Agreeing with the points @rusty raised: Doc values on by default adds some CPU/IO overhead and some more disk space, translog flushes on every action now (instead of every 5s) and the replica issue.
In addition to that, there was a change at the Lucene layer. Incoming blob of text, but the tl;dr is that Lucene identifies idle resources and utilizes them, making the resource usage look higher when it's really just getting work done faster.
So, in Elasticsearch 1.x, we forcefully throttled Lucene's segment merging process to prevent it from over-saturating your nodes/cluster.
The problem is that a strict threshold is almost never the right answer. If you are indexing heavily, you often want to increase the threshold to let Lucene use all your CPU and Disk IO. If you aren't indexing much, you likely want the threshold lower. But you also want it to be able to "burst" the limit for one-off merges when your cluster is relatively idle.

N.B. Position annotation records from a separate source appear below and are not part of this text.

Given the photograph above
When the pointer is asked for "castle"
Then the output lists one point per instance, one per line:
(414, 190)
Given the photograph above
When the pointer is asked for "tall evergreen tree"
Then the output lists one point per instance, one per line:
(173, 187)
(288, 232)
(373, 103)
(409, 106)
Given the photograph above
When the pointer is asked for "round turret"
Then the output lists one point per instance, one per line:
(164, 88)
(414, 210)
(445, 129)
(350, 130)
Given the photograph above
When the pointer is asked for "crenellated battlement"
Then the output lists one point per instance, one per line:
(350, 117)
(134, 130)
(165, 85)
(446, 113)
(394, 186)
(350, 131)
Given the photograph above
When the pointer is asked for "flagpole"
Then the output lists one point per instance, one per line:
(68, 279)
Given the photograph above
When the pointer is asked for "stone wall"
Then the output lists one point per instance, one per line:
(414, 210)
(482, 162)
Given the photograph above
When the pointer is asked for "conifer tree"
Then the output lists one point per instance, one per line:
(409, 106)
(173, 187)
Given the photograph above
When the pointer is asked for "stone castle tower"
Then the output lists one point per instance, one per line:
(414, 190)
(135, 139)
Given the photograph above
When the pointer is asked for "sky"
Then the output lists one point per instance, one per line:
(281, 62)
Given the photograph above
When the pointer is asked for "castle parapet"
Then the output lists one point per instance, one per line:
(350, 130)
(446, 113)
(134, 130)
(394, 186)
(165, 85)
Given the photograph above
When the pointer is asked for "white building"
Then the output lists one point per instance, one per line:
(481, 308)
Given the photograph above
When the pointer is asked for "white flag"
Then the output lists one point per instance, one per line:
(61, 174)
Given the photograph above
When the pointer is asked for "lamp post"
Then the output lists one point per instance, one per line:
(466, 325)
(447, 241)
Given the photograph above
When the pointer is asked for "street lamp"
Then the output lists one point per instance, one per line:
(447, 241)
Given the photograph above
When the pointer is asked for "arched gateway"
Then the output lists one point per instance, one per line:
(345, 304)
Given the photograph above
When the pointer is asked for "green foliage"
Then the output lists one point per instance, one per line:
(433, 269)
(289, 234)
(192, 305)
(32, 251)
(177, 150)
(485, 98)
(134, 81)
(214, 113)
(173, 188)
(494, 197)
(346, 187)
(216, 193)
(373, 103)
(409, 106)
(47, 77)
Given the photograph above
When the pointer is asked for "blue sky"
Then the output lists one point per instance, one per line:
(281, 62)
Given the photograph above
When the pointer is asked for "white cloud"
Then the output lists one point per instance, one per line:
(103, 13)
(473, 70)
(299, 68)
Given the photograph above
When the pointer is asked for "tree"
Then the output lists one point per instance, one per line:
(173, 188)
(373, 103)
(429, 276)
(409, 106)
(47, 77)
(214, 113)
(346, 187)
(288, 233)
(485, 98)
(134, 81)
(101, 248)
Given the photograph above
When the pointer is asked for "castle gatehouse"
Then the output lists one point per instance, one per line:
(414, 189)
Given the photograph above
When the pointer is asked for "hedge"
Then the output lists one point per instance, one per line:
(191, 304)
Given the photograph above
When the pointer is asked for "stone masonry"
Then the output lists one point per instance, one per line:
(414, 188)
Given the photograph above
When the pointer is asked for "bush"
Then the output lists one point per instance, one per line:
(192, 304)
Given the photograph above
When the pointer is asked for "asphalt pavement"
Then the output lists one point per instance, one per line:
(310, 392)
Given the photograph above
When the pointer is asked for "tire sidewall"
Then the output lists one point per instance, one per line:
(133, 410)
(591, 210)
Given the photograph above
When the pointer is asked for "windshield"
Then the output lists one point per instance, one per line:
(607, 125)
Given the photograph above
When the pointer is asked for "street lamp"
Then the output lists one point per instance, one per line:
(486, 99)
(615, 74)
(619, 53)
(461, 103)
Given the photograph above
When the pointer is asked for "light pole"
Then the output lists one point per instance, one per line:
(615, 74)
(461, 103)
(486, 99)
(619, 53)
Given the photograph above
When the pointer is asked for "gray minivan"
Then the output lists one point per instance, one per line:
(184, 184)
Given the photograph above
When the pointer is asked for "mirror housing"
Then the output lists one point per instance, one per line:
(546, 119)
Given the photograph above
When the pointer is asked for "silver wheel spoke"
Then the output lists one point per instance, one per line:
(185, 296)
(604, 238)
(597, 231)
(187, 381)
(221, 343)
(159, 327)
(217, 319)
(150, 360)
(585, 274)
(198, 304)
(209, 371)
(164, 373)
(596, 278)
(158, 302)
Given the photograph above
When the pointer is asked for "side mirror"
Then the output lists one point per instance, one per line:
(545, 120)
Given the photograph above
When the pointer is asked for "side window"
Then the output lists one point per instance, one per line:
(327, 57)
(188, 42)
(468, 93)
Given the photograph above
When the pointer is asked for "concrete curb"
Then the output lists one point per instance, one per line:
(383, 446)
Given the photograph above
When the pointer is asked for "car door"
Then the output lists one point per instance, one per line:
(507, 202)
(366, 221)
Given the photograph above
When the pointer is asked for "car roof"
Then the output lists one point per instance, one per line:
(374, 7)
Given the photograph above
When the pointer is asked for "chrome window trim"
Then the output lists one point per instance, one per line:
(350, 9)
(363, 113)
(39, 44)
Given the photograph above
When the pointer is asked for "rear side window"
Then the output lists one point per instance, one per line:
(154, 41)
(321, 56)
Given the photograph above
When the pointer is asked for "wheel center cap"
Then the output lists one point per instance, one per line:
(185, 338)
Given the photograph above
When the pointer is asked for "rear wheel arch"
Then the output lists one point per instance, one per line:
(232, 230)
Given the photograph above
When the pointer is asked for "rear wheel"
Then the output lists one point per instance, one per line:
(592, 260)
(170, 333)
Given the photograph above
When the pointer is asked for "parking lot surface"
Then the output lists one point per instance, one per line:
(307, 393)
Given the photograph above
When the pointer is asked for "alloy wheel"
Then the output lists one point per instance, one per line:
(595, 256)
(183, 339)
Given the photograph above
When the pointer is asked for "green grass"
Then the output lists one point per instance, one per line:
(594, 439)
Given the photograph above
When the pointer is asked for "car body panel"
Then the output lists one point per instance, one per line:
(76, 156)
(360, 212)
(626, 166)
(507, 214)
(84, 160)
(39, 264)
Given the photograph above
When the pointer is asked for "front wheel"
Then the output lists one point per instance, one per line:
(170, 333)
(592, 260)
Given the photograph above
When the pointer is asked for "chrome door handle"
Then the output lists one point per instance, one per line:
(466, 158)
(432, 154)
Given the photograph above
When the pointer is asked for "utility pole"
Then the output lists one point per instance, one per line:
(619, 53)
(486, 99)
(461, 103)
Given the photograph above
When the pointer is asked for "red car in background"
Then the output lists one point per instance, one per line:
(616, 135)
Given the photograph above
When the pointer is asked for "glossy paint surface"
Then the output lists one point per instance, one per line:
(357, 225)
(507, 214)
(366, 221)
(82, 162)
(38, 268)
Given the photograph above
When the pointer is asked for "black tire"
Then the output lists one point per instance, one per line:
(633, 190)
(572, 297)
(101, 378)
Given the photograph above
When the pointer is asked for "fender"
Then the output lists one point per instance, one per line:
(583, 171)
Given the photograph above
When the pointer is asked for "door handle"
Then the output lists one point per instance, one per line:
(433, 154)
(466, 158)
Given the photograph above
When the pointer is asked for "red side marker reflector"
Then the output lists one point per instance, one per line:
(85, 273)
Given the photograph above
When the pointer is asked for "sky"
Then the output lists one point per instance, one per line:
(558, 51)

In Lucene 5.x (used in ES 2.0+), they added a new style of merge throttling that monitors how active the index is, and automatically adjusts the throttle threshold (see https://issues.apache.org/jira/browse/LUCENE-6119, https://github.com/elastic/elasticsearch/pull/9243 and https://github.com/elastic/elasticsearch/pull/9145).
In practice, what this means is that your indexing tends to be faster in ES 2.0+ because segments are allowed to merge as fast as your cluster can handle, without over-saturating your cluster. But it also means that your cluster will happily use any idle resources, which is why you see more resource utilization.
Basically, Lucene identified that those resources weren't being used...so it put them to work to finish the task faster.